Why Funding is Necessary? Quick Facts at a Glance:

* As of October, 2004, 72 percent of US hospitals were experiencing an immediate nursing shortage.

* Some 126,000 nurses are needed to fill vacancies immediately. More than 75 percent of all hospital vacancies are for nurses.

* As "baby boomers" age (who constitute 78 million members of the US population) the demand for health care services will increase dramatically, compounding the shortage.

* The ratio of potential caregivers to those in need of care will decrease by 40 percent' through 2030 further dramatizing a shortage.

* Of 232,000 surgical patients across the US, the overall risk of death rose by 7 percent for each additional patient above four on a nurse's workload.

* The shortage of nurses contributes to nearly 25 percent of all unexpected incidents that kill or injure hospitalized patients.

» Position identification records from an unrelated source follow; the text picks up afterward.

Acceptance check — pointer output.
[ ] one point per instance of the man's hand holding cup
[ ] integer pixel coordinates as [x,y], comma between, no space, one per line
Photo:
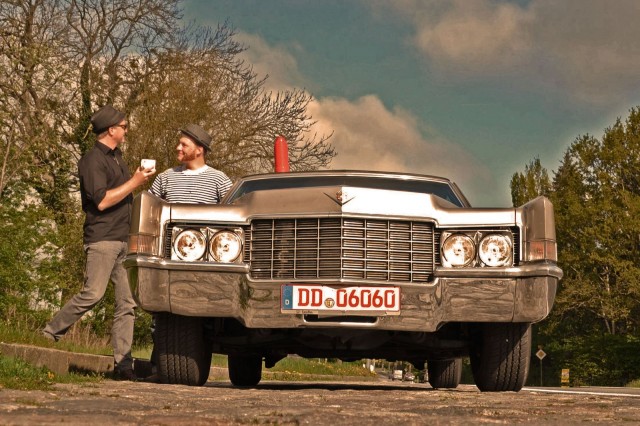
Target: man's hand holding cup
[148,164]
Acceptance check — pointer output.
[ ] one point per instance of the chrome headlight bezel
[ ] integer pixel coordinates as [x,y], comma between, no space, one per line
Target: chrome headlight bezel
[195,238]
[225,246]
[495,250]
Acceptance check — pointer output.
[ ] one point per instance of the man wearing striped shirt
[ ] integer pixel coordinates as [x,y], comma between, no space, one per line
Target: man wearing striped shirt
[193,181]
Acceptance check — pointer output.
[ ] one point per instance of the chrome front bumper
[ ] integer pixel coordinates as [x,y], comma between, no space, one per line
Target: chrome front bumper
[519,294]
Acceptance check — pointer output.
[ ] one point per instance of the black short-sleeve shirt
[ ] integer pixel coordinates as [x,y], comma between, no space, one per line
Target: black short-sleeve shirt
[100,170]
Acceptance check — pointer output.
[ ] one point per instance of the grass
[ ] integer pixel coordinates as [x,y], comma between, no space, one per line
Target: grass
[18,374]
[80,339]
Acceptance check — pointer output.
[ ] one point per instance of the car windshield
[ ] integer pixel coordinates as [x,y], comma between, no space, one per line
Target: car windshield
[440,189]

* Some 32,797 qualified students were not accepted at schools of nursing for the 2004-2005 academic year. The rejection rates were the direct result of a shortage of faculty and too few seats based on student-faculty ratios allowed.

* The U.S. Department of Labor currently projects a 21 percent increase in the need for nurses through 2008. Other occupations come in at a collective 14 percent.

* By 2012, we will need to fill more than 1.1 million rgistered nurse openings to accommodate growth and replacement needs.

* During 2004, HRSA was forced to turn away some 82 percent of applicants to the Nurse Education Loan Repayment Program.